The technique has proven to be of great use in cases where the hump is relatively small. Considering the precision in planning and execution, the chances of inappropriate excision are reduced.
In the modern world of rhinoplasty there are several high-precision emerging techniques like piezoelectric devices. Our technique can be highly useful in cases where there is nonavailability of such instruments. With the use of 2 mm osteotome and proper planning, precise results can be achieved.
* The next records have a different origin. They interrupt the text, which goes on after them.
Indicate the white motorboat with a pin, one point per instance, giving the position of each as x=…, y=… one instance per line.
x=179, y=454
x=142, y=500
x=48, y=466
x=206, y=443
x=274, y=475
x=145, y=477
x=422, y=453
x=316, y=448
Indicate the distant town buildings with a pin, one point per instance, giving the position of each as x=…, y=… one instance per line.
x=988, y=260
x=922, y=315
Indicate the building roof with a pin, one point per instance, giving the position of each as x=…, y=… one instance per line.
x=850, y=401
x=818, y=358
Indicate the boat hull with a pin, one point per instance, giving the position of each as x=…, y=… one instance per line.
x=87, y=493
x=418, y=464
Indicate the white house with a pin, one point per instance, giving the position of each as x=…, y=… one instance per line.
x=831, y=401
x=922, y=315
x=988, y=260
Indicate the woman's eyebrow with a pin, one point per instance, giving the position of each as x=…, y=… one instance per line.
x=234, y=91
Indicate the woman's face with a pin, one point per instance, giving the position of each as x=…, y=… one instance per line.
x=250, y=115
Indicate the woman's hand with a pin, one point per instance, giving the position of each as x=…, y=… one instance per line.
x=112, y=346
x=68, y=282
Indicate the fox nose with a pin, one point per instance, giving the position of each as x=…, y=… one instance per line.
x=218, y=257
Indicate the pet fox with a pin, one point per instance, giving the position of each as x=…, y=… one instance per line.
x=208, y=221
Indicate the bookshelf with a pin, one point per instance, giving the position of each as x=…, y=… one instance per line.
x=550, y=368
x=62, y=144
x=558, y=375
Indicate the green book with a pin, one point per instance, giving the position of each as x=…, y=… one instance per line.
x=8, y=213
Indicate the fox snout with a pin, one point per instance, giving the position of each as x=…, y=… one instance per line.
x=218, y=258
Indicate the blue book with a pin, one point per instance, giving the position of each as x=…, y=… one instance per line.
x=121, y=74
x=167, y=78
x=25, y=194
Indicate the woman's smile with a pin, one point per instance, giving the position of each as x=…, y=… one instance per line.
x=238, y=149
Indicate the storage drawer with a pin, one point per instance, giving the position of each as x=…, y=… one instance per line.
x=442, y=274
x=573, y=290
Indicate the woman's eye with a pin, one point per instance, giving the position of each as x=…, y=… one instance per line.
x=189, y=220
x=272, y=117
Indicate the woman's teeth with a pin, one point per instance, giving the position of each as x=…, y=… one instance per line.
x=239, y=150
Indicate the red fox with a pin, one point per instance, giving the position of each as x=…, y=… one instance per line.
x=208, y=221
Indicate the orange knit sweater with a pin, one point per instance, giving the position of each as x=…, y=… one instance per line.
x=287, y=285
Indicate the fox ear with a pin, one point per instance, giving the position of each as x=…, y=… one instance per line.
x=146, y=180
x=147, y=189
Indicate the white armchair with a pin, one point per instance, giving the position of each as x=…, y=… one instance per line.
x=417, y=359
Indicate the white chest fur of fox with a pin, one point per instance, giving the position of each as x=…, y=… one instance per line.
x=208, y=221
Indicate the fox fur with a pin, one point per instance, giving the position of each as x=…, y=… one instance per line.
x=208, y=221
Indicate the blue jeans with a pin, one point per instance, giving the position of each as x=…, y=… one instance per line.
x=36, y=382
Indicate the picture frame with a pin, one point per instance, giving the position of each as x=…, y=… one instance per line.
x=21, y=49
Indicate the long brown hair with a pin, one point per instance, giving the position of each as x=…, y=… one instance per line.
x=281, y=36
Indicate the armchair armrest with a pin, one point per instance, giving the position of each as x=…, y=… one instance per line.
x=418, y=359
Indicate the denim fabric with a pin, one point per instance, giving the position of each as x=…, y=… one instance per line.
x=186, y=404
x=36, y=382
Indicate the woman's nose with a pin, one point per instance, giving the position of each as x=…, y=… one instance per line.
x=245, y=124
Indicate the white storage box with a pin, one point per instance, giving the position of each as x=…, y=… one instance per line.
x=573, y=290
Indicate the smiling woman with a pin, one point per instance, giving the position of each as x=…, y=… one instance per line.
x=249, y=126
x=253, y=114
The only disadvantage is a slightly longer time taken to make the transverse osteotomies (postage stamps). However, the optimal results outweigh this disadvantage.
Our study is subject to one limitation, which is the limited number of cases.
Conclusion
In our dorsal hump reduction technique, we analyze the preoperative digital photographs of the patients. However, there is lesser emphasis on photograph analysis and more on marking on patient's body. We precisely calculate the amount of hump reduction using real surface measurements. Our limited experience suggests that the postage stamp precision technique can be used in both closed and open approach with equal efficacy, making it a very good alternative to conventional hump reduction techniques. This technique is particularly useful even for small humps in which the margin of error is minimal. Hence, we recommend that this technique should be routinely employed for reductions of hump.